NEW YORK (Standard & Poor's) March 20, 2013--Standard & Poor's Ratings
Services today assigned its 'CCC+' corporate credit rating to Boise,
Idaho-based supermarket chain New Albertson's Inc. (NAI), under its new
ownership. The outlook is stable.
Concurrently, we are raising the issue-level rating on subsidiary America
Stores Co. (ASC)'s notes one notch to 'B' from 'B-', and changing the recovery
rating to '1' from '5'. The '1' recovery rating indicates our expectation of
very high (90% to 100%) recovery of principal in the event of payment default.
The change in the recovery rating reflects that ASC will place in escrow the
principal amount of the notes, as stipulated between SUPERVALU Inc.

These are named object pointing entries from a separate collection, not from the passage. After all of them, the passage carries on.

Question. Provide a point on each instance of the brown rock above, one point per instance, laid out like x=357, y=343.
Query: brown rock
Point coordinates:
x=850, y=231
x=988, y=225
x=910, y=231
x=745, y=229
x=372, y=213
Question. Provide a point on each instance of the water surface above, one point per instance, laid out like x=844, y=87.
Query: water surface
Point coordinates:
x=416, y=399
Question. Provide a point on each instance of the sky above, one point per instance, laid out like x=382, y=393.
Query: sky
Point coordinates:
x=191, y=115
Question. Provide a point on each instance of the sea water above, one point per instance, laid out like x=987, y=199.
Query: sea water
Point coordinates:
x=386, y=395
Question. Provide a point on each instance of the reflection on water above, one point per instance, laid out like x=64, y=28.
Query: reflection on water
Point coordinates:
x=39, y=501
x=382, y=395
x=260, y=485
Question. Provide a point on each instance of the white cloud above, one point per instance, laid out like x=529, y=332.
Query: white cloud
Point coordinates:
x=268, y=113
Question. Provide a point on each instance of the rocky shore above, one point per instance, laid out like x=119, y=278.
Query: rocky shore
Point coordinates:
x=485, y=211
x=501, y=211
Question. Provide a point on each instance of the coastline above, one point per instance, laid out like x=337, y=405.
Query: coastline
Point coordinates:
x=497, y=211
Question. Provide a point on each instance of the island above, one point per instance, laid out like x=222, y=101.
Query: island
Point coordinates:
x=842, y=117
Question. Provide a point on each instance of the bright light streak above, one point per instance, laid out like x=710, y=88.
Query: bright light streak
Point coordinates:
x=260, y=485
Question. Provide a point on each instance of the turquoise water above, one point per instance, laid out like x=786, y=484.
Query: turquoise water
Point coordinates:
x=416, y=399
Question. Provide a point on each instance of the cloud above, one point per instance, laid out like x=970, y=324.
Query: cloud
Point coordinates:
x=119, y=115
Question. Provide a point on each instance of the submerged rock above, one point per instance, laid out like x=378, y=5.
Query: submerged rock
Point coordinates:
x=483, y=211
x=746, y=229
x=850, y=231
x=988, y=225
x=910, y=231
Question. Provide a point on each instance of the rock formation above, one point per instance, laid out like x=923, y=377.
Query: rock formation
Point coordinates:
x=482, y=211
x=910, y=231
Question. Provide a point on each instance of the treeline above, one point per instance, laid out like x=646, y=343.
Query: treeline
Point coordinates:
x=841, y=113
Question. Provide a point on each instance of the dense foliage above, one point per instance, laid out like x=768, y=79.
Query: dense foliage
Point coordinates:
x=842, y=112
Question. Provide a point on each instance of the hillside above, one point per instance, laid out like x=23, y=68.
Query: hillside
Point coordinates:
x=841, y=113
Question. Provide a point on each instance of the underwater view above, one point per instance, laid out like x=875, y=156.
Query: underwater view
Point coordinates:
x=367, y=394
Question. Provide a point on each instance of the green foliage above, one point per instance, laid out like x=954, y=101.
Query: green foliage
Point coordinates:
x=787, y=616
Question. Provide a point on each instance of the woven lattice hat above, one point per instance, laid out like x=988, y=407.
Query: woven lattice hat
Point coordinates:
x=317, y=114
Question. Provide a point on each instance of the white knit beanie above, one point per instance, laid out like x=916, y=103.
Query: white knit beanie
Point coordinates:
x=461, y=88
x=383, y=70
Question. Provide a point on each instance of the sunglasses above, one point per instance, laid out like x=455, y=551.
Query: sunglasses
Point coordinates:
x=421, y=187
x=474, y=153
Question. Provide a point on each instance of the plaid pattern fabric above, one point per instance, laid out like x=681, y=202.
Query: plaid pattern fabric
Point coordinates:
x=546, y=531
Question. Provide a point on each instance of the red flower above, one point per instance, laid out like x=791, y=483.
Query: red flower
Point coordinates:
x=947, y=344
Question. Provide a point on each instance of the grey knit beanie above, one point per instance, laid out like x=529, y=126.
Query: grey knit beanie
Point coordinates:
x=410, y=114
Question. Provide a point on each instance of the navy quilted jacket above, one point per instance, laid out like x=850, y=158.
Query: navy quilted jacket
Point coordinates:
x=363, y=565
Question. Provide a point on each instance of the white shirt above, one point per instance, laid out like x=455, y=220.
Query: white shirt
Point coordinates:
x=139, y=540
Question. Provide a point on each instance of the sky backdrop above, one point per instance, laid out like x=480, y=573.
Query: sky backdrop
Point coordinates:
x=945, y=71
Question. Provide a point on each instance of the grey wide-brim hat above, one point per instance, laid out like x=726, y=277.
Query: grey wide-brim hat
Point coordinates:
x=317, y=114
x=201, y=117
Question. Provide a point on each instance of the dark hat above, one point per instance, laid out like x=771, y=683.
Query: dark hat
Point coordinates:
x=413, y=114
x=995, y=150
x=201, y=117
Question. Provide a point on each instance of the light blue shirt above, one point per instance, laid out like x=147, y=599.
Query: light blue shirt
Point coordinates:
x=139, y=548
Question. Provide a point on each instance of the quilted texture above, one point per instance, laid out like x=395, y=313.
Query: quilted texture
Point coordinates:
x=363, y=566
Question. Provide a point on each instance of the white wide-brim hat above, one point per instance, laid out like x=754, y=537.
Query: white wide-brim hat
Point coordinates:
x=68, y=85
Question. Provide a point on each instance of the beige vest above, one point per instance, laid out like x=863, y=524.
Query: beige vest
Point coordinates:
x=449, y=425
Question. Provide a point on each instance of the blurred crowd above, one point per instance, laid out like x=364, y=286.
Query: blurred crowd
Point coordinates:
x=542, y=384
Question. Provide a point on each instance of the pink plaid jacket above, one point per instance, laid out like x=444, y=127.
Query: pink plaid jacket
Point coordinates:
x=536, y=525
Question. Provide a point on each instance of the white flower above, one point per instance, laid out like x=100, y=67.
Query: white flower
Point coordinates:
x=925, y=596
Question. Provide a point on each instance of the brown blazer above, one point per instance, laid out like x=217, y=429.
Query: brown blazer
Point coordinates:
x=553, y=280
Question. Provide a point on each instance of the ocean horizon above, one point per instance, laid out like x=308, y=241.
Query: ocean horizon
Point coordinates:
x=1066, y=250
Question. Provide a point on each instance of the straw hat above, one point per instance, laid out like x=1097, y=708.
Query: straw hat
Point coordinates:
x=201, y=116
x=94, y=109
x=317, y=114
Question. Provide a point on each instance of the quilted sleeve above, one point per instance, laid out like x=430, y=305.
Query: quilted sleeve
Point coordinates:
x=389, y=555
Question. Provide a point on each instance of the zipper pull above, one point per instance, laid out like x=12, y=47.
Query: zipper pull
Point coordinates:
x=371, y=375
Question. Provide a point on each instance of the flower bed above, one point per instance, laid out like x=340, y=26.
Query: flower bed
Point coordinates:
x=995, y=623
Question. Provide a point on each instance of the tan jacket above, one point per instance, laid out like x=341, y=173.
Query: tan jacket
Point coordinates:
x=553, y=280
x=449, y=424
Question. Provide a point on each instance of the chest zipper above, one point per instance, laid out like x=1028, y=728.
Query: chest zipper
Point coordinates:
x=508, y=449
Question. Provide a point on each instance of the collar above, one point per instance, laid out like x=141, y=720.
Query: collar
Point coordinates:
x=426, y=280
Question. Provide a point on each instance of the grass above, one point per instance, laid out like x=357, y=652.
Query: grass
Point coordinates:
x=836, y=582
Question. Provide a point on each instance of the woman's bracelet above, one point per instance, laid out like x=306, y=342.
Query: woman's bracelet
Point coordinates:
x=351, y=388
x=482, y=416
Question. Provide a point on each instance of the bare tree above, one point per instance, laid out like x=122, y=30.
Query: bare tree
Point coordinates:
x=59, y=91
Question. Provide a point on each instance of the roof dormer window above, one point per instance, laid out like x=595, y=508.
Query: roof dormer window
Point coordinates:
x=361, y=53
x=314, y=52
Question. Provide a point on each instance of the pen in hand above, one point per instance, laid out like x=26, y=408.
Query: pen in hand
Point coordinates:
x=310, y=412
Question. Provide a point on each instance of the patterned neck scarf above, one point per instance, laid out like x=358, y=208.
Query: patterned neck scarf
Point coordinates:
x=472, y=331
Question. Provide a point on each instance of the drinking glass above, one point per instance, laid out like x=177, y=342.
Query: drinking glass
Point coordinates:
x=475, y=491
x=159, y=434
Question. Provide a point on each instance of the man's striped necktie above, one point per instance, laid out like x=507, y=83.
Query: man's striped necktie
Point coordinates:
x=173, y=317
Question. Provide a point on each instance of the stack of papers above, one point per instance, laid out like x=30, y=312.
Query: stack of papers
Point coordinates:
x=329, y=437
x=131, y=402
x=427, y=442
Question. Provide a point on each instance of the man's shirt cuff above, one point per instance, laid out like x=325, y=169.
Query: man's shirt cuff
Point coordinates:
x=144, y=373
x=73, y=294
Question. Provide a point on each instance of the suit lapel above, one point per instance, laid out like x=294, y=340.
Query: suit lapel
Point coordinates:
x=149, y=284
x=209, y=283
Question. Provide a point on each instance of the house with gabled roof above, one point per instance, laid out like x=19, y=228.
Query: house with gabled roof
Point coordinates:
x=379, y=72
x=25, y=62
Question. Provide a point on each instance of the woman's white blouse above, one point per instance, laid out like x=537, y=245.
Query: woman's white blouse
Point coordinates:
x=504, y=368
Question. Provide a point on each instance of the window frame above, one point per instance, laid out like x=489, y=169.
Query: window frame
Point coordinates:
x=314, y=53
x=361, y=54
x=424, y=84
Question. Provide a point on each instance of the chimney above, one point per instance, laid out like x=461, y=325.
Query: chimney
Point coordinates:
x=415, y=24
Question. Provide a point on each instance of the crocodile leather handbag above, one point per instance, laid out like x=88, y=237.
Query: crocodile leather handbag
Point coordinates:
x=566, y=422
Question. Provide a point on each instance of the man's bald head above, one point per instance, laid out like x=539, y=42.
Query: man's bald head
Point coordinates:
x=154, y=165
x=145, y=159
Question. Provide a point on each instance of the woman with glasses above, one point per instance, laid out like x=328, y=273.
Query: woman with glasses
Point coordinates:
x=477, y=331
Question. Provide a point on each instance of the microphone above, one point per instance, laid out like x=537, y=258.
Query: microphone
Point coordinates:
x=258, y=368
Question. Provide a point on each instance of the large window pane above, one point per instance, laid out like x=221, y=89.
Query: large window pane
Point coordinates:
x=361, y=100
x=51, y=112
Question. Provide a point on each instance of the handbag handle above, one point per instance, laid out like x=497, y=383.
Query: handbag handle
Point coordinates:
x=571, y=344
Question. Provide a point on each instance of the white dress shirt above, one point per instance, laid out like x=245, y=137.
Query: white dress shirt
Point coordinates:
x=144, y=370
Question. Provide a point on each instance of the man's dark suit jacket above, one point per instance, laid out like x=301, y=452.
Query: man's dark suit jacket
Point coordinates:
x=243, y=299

(SUPERVALU), which guarantee those notes, and the purchasing parties.
We are also lowering the rating on NAI's senior unsecured notes to 'CCC' from
'B-'. The recovery rating on those notes remains '5', which indicates our
expectation of modest (10% to 30%) recovery of principal in the event of
default. The lower rating on the notes reflects the lower corporate credit
rating of NAI relative to the current rating on SUPERVALU.
We expect AB Acquisition LLC, an entity owned by a consortium of investors led
by Cerberus Capital Management L.P. (Cerberus), to purchase NAI from
SUPERVALU. The NAI purchase will include the operating assets of the
Jewel-Osco, Shaw's, Star, ACME, and Albertson's banners. At the same time, we
expect Albertson's LLC, which is also owned by AB Acquisition LLC, to purchase
the Albertson's stores and associated assets from NAI. We expect these
transitions to close simultaneously before the end of the month.
"The rating on NAI reflects our view of the company's financial risk profile
as 'highly leveraged,, based on what we expect to be weak credit protection
measures over the next year and our assessment of a 'vulnerable' business risk
profile," said Standard & Poor's credit analyst Charles Pinson-Rose. The
financial risk profile incorporates our view of credit metric erosion over the
next year based on the company's substantial debt and debt-like obligations
coupled with performance declines. It also reflects our expectation that the
company will be free operating cash flow neutral, though mainly because
capital spending will be depressed, in our view. We also believe NAI will
maintain "adequate" liquidity because of a likely substantial cash balance
after it receives cash considerations from the sale of the Albertson's stores
and associated assets from Albertson's LLC.
We also view the company's business risk profile as "vulnerable," which
incorporates the historically weak sales trends at the acquired stores,
operating measures that will likely be worse than industry peers, and the
intense competition in the food retail industry.
The outlook is stable and incorporates our expectation that profits should
decline substantially over the next year, but stabilize from that point
forward. This would allow the company to be approximately cash flow neutral
and maintain adequate liquidity. However, we believe the company will remain
highly leveraged over the next year. Given the company's cash balances, it
should have adequate liquidity sources even if performance is substantially
weaker than our expectations.
We would only consider a positive rating if leverage was in the mid to low 7x
area and coverage in the mid 1x range. We estimate that EBITDA would need to
be about 35% higher than levels forecasted for fiscal 2014 or slightly higher
than current pro-forma levels. We do not believe this likely over the next two
years given the company's strategies and industry competition.
We would likely consider a negative rating action if we felt liquidity
concerns were more acute, and if sources were less than available uses over
the next year. Moreover, any financial policy decision that meaningfully
depletes cash on hand could cause us to reassess the company's rating.